A spiritual warrior isn't like the image that comes to mind when we think of someone who's trained for combat. Typically, we think of warriors as tough, hard-hearted, aggressive, and dominant. We all know about basic training, and how hard the drill sergeants have to work to try and drive these qualities into their recruits. That's because people are basically rooted in soul qualities that motivate them to help others instead of hurt them. Underneath our woundings and societal pressures, we are all basically seeking to express love and help others. Becoming a spiritual warrior is like peeling off unhealthy emotional layers until we reach the awakened heart, what the Buddhists call bodhicitta. Awakened heart is the willingness to be with ourselves in our most raw, vulnerable state.
Meditation is the best tool we have available to find our awakened heart, because by learning to ignore all of our excuses about how we can't connect inside, our awareness opens and we suddenly connect inside! And when we connect inside, what do we find? Chogyam says, If you search for awakened heart, if you put your hand through your rib cage and feel for it, there is nothing there except for tenderness.
In the moments I have glimpsed this kind of tenderness, I've also felt pierced by the state of humanity. In the place where my heart should be, I have felt raw and exposed to my partner Ken's pain, or to my sister's, or to my neighbor's, or to the people suffering in Afghanistan, or Darfur.

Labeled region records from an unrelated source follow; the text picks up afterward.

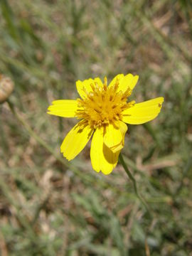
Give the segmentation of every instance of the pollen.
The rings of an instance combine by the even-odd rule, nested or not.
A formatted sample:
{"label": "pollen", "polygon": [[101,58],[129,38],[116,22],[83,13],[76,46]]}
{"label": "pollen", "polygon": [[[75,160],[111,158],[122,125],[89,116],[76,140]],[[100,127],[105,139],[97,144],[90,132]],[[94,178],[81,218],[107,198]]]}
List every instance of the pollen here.
{"label": "pollen", "polygon": [[91,127],[97,129],[108,124],[115,125],[122,120],[122,112],[132,106],[134,102],[127,102],[127,99],[131,95],[128,88],[124,92],[119,90],[119,81],[111,87],[107,87],[107,78],[104,79],[103,86],[99,86],[97,82],[91,84],[92,91],[87,92],[84,99],[78,99],[78,110],[75,116],[83,119]]}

But I don't feel cornered by their pain, or trapped in it. I feel love for them, and love for the frailty of the human condition. We are all such fragile creatures who toughen ourselves over our wounds so we don't have to feel pain. But then the toxic pain gets stuck beneath these tough calluses, and our bodies enter a diseased state, whether emotional, mental, or physical. We need to keep flushing poisons out of our system all the time in order to stay healthy on every level. The fate of our heart is in our own hands. It is up to us to clean out our hatred, jealousy, envy, regret, revenge, rage, greed, and the list goes on.

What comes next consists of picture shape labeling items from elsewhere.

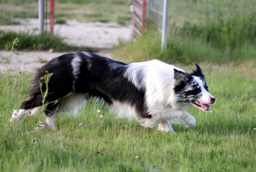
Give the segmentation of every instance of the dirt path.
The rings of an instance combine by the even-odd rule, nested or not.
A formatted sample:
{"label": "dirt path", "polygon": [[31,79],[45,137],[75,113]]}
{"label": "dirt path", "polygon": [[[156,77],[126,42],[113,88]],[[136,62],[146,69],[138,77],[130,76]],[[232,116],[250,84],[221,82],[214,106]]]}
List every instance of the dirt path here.
{"label": "dirt path", "polygon": [[[119,39],[127,41],[131,39],[131,25],[121,26],[116,22],[80,22],[75,20],[67,20],[65,24],[55,24],[54,32],[65,38],[64,41],[70,44],[90,47],[111,48],[117,45]],[[38,20],[30,19],[19,25],[0,26],[0,29],[15,32],[26,32],[38,33],[35,29],[38,27]],[[65,52],[50,53],[48,51],[24,52],[20,51],[10,58],[9,68],[19,69],[22,71],[34,71],[46,61]],[[104,50],[97,54],[112,57],[110,50]],[[0,51],[0,72],[6,72],[7,52]]]}
{"label": "dirt path", "polygon": [[[36,68],[40,67],[46,62],[65,53],[67,52],[19,51],[17,54],[14,54],[10,58],[8,68],[12,71],[34,72]],[[112,57],[109,50],[105,50],[96,53],[109,58]],[[8,55],[8,52],[0,51],[0,73],[5,73],[7,71],[6,65]]]}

Trungpa says that the experience of the open, tender heart gives rise to fearlessness; not the type of fearlessness of somebody with iron biceps who's ready to take on an attacker, but the type of fearlessness that gives us the courage to be open to whatever life offers. This kind of fearlessness takes us to a place beyond fear, to acceptance. Acceptance is based on inner strength that comes from the soul, and it is the homeground of the spiritual warrior. The opposite of this kind of fearlessness is to live life in a kind of sleepy trance in which we ignore our own shadowy qualities, and we try not to think of any kind of change at all; in fact, we try as hard as we can to keep things the same so we feel safe, no matter how bad that safety might really, truly feel.
My cancer has forced me to choose the path of the spiritual warrior, and I don't know if I would have done it willingly. So many people talk about the spiritual gifts that come along with the suffering of cancer, and for me, that couldn't be more true.